E há também os tipos de vinhos que podem (e devem) ser servidos sozinhos, os chamados “vinhos para degustação”, que ficam muito melhores se bebidos sozinhos, pois perdem parte de suas características se acompanhados de refeiçoes ou petiscos.

Mas o assunto sobre os tipos de vinhos mais adequados para cada ocasião é bastante complexo, e abordaremos isso mais detidamente em um outro momento.Sem prejuízo disso, o conhecido “abismo” entre a considerada sofisticação e complexidade dos vinhos do Velho Mundo em relação à considerada simplicidade dos vinhos do Novo Mundo vem sendo minimizado gradativamente.

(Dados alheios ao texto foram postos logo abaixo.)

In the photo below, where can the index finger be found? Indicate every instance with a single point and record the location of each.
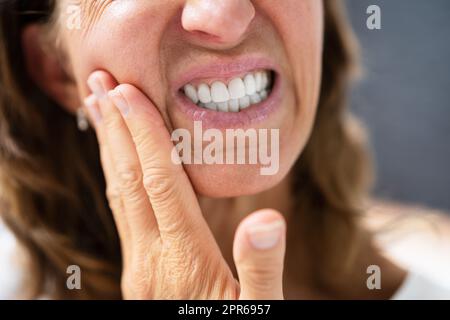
(171, 194)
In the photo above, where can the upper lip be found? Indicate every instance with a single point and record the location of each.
(221, 69)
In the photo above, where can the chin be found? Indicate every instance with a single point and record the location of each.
(227, 181)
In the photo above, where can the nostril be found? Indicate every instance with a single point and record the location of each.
(218, 20)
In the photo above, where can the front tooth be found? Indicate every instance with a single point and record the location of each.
(219, 92)
(263, 94)
(244, 102)
(265, 80)
(255, 98)
(211, 106)
(204, 94)
(233, 105)
(258, 81)
(222, 106)
(236, 87)
(191, 93)
(250, 85)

Exemplo disso é que ocorre hoje na região da Toscana, onde vários produtores abandonaram o engessamento e rigidez para a produção de vinhos DOC e DOCG, e estão a produzir os SUPER TOSCANOS (ou os “vinhos fora da lei” da Toscana), e que estão sendo produzidos com uvas internacionais como a Cabernet Sauvignon, Merlot e Pinot Noir, em vez de serem produzidos apenas com as uvas regionais típicas.São vinhos de caráter mais jovem e que apresentam características bem diferentes em relação aos vinhos tradicionais ali produzidos, e, tal como os do Novo Mundo, são mais frutados, mais alcoólicos, mais “amadeirados” e menos complexos. Os produtores dos SUPER TOSCANOS estão a utilizar de métodos mais modernos e tecnológicos de produção, com o emprego de colheita mecânica, irrigação industrial, vinhas projetadas, e tudo o mais que não seria permitido na produção de um vinho italiano DOC ou DOCG.

Portugal vem em seguida, produzindo excelentes vinhos também com diferentes características.Semana passada degustei às cegas um excelente vinho português (vejo o nome e incluo aqui depois) que tinha todas as característica de um vinho do Novo Mundo, mais precisamente de um vinho chileno, no dizer da maioria que ali estava. E aquele vinho português surpreendeu a todos.

E o contrário também é absolutamente verdadeiro: o Novo Mundo, tendo a tecnologia como sua aliada, está a produzir excelentes vinhos de grande complexidade e enorme potencial de guarda, dignos de rivalizar e até vencer qualquer competição com os vinhos mais tradicionais do Velho Mundo.Isso inclusive já aconteceu no episódio que ficou conhecido como “O Julgamento de Paris”, ocorrido em 1976, no qual um vinho branco e um vinho tinto produzidos na região de Nappa Valley, na Califórnia, venceram em uma degustação às cegas os vinhos franceses mais famosos e bem conceituados do mundo.

Esse evento foi um marco no mundo do vinho, e colocou os vinhos do Novo Mundo definitivamente no Mapa! Para saber mais leia o post O Julgamento de Paris.

E aí, qual o seu estilo de vinho? Velho Mundo? Ou Novo Mundo?